When you click on links to various merchants on this site and make a purchase, this can result in this site earning a commission. Affiliate programs and affiliations include, but are not limited to, the eBay Partner Network.
I've been car shopping and found numerous cars that are better then my 06 r53 and within my budget. I consider myself a car guys I should be having a blast but it's been horrible. I'm so stressed. Any time I think about giving up the mini I get a feeling like when I took my cat to be put down (he had cancer). I've been on the verge of tears multiple times.
I even stumbled onto a great price on a 2014 low milage FRS. It's perfect for me even the color I want but I keep making up excuses to keep the mini.
The mini isn't terminally ill yet but it's super unhealthy and has been making life very difficult for me.
the 2016 Miata is the only car to really sweep me off my feet. It could make me forget the mini. I didn't think a car could be that fun. Unfortunately I didn't think a car could be that small either.
Nothing wrong with you. There is something in the Mini Cooper R53 that connects with you. My wife has been convincing me to sell my R53 MCS when my 2016 Porsche Cayman is coming but just like you, it is hard to turn my back to something that has given me many joys of driving since 2004. I am keeping it for life.
DO NOT sell your mini, slap a John Cooper works motor in it and buy another daily driver at 2 percent interest on the cheap. I will never sell my 05 MCS.
I have a 2006 GP with 93,000 and have been driving a Mini for 12 years so I also thought about selling the GP for something newer, such as a GTI, FRS, or MX-5. However, I still beat them all at Auto-Xs. Instead of buying a new car I decided to put a little money into the Mini to refresh the suspension. I am looking forward to a few more years driving a Mini and I am making plans for MTTS 2016.
So many cars, so little time. Before my Mini I had a FR-S and before that a Miata. Both are nice cars and both will be a lot more reliable (on average) than your Mini. Buy one and enjoy the some of the other cars that are out there.
#1 On occasion in the morning it has cranked and not started. Wait an hour or two and it's fine. Neither me nor my mechanic can figure it out. (Fuel pump is probably not getting activated). I don't like being late for work...
Oil seeping from pan gasket and crank sensor
Control arm needs replacing
Power steering pump hoses and resivior need replacing
Small antifreeze leak?
Clutch probably in the next year
Would keep the mini as a 2nd car but initial insurance quote for mini and pleasure frs was not good. Need to look into other insurance companies. Also with most cars keeping the mini is a foolish waste of money, insurance property tax and repairs
#1 On occasion in the morning it has cranked and not started. Wait an hour or two and it's fine. Neither me nor my mechanic can figure it out. (Fuel pump is probably not getting activated). I don't like being late for work... Oil seeping from pan gasket and crank sensor Control arm needs replacing Power steering pump hoses and resivior need replacing Small antifreeze leak? Clutch probably in the next year Would keep the mini as a 2nd car but initial insurance quote for mini and pleasure frs was not good. Need to look into other insurance companies. Also with most cars keeping the mini is a foolish waste of money, insurance property tax and repairs
aside from the starting issue these are all common problems, and not world ending.

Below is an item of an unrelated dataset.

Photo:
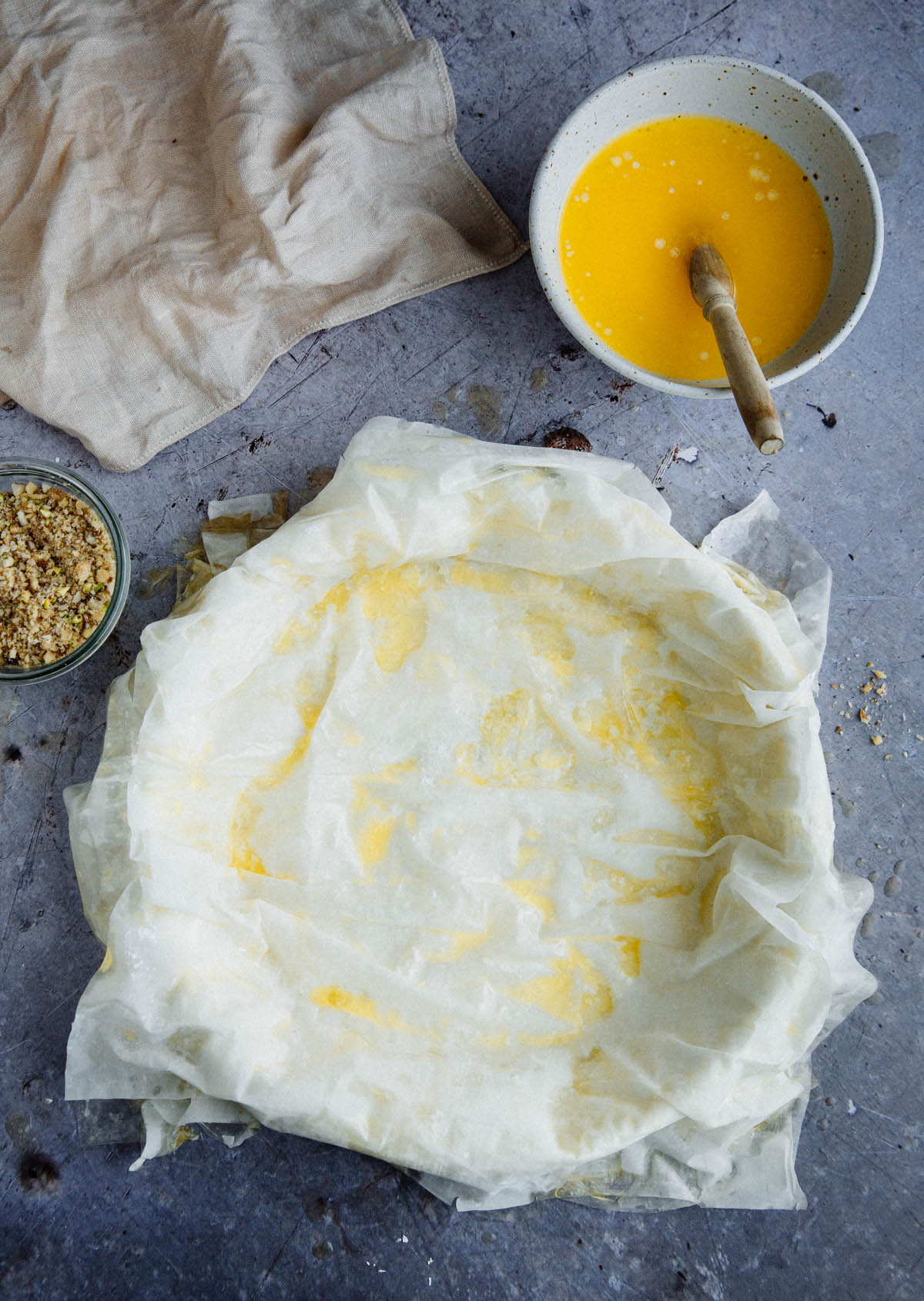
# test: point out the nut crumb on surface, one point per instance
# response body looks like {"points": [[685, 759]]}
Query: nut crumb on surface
{"points": [[58, 570], [567, 439]]}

If you suffer from TLDNR, don't feel obligated to read, but if it means anything to you, I can completely relate. I have been a Mini fanatic most of my life but have only had mine for almost three years now. This September, I was driving enthusiastically with a friend around some private roads at night, and i crested a hilled turn going too fast, and hit a curb. I broke a lot of stuff, and was distraught for weeks. I live close to work, and was planning to walk for a while until I could afford to fix it myself. Then, in a very emotional turn of events, my grandma offered me $2,000 to fix her, knowing fully well that it wouldn't necessarily take that much. So I turned my frown upside down, got out my tools, and decided to completely overhaul my whole car and rebuild it to be even better than before.
After four months of work, I felt like at least getting the wheels on and removing the jack stands would be a significant step forward. I just got the suspension back together earlier tonight, and she's now sitting on her own four wheels for the first time in a while. I decided to lower the car like I had been wanting to do ever since I got her, and as I got the last wheel on the ground and discovered that my jack was now slightly too tall to get out from under the car in it's lowered state, I took a step back to look at it. I started doing that weird laughing/crying thing that happens when you can't decide what you're feeling.
I'm extremely excited to get my car running again, and after having torn apart the engine to do a valve job and clean up 11 years of carbon buildup, I'm pretty sure I'll be doing the same thing when I hear the engine turn over for the first time.
Anyway, my point is, I've never loved any other object in my life more than my Mini. I can't say I wish this whole thing had never happened, but it has been a lesson worth learning, and I know I'll be happier in the end. You're totally right about the guilt; I felt like I had killed my best friend. I'm never getting rid of my Mini, and I'll be fixing her until the rust takes over. And who knows, maybe at that point, I'll be a good enough fabricator to fix that too.